The prototype de Havilland Mosquito, W4050, celebrates 70 years since its first flight. This, the original day bomber prototype, was rolled out on 19 November 1940, and first flew on 25 November, only 10 months after the go-ahead from the British Air Ministry. The original estimates were that as the Mosquito prototype had twice the surface area and over twice the weight of the 1940 Spitfire Mk II, but also with twice its power, the Mosquito would end up being 20 mph faster. Over the next few months, W4050 surpassed this estimate, easily beating the Spitfire Mk II in testing at RAF Boscombe Down in February 1941 at a top speed of 392 mph at 22,000 ft altitude, compared to a top speed of 360 mph at 19,500 ft for the Spitfire.
Unlike almost all other prototype aircraft from the era, this one survives, and in good hands.

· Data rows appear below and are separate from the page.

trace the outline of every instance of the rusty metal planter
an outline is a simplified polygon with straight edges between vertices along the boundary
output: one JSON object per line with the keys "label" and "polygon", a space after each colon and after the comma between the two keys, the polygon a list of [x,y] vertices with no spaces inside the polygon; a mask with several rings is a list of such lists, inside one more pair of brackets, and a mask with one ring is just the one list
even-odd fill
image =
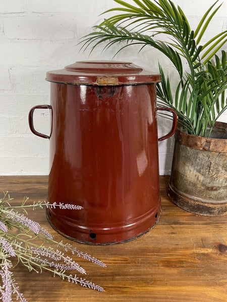
{"label": "rusty metal planter", "polygon": [[217,122],[210,138],[178,128],[168,195],[183,209],[201,215],[227,213],[227,124]]}

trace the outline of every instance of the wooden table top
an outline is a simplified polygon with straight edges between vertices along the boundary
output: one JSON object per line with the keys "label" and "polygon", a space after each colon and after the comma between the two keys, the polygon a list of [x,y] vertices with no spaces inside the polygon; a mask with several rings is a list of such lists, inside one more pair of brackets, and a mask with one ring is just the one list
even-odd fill
{"label": "wooden table top", "polygon": [[[70,242],[50,227],[44,210],[31,210],[29,218],[55,239],[70,242],[107,267],[73,256],[86,270],[86,279],[104,288],[100,292],[18,265],[14,276],[28,301],[226,302],[227,216],[202,216],[178,207],[167,197],[168,180],[160,177],[162,213],[157,225],[140,238],[121,244],[95,246]],[[1,176],[0,191],[7,190],[14,203],[21,202],[25,196],[31,203],[43,201],[47,177]]]}

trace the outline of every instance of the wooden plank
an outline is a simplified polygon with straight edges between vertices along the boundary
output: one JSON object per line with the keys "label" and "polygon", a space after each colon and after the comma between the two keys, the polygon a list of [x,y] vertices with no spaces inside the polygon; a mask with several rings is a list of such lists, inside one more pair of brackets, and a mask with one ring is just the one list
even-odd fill
{"label": "wooden plank", "polygon": [[[18,265],[15,277],[28,301],[226,302],[226,216],[202,216],[178,207],[166,196],[168,180],[160,177],[162,214],[158,223],[141,237],[123,244],[94,246],[70,242],[52,229],[45,210],[30,210],[29,217],[55,239],[72,243],[104,262],[107,267],[72,256],[87,270],[86,279],[104,287],[105,291],[99,292],[46,272],[29,273]],[[24,196],[31,202],[46,200],[47,177],[1,176],[0,192],[6,190],[15,203]]]}

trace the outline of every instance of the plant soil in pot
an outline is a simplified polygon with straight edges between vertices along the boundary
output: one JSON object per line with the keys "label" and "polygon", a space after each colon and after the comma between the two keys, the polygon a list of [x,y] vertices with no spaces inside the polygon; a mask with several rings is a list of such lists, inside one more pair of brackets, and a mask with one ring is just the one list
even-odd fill
{"label": "plant soil in pot", "polygon": [[210,137],[178,127],[170,199],[187,211],[207,216],[227,213],[227,123],[216,122]]}

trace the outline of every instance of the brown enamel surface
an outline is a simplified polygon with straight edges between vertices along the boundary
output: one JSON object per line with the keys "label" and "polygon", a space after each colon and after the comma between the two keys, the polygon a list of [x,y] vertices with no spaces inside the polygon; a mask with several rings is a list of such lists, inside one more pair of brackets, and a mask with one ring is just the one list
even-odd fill
{"label": "brown enamel surface", "polygon": [[46,73],[50,82],[87,85],[123,85],[156,83],[160,75],[129,62],[81,61]]}
{"label": "brown enamel surface", "polygon": [[[25,196],[29,197],[28,204],[32,204],[46,200],[47,181],[45,176],[0,176],[0,191],[9,190],[14,198],[12,206],[20,205]],[[29,272],[19,264],[11,271],[20,292],[29,302],[226,302],[227,216],[207,217],[182,210],[168,198],[168,176],[160,177],[162,213],[158,223],[136,240],[122,244],[72,242],[52,229],[44,209],[26,208],[29,218],[37,221],[55,240],[106,264],[101,267],[70,250],[61,249],[65,257],[72,258],[87,271],[86,275],[76,270],[67,273],[76,274],[102,286],[105,291],[53,277],[44,269],[42,274]],[[17,259],[14,258],[16,265]]]}
{"label": "brown enamel surface", "polygon": [[160,215],[155,84],[51,84],[48,201],[54,229],[77,241],[116,243]]}

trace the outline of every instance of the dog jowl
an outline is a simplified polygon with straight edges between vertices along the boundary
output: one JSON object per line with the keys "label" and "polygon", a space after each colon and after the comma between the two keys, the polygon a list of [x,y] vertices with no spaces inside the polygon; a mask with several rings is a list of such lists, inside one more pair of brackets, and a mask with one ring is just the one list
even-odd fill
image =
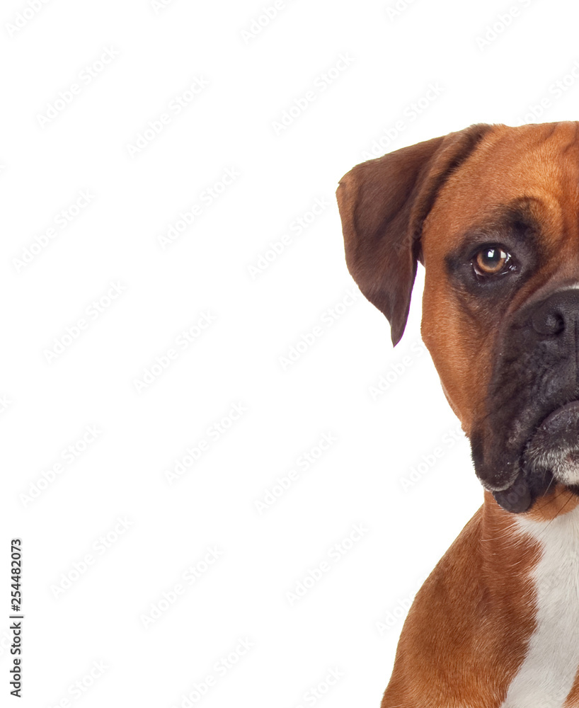
{"label": "dog jowl", "polygon": [[[394,344],[424,266],[422,336],[485,489],[411,610],[383,706],[579,705],[579,123],[473,125],[357,166],[337,197],[348,268]],[[538,578],[567,567],[559,552],[556,602]],[[565,656],[538,658],[563,615]]]}

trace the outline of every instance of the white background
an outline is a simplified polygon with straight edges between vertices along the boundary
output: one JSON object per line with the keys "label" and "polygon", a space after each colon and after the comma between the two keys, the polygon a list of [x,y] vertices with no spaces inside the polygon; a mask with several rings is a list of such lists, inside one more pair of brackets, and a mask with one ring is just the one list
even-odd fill
{"label": "white background", "polygon": [[157,4],[2,6],[1,700],[18,537],[19,705],[377,707],[409,599],[482,491],[420,343],[422,273],[393,350],[349,295],[334,191],[372,150],[577,118],[576,18],[562,0]]}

As Bruce Gordon of the de Havilland Heritage Centre (the aircraft's long-term home) reports:
"70 years on, she is one of very few surviving wartime prototype aircraft and is currently undergoing an exhaustive restoration at the de Havilland Aircraft Museum. In the next few weeks, she will be dismantled into her component parts for the first time since 1959, to enable detailed work to continue."Some years ago, in the 1980s. James Kightly.
It is a very historic prototype; a very historic preserved aircraft, and in a very historic museum.
A grand milestone in preservation and history.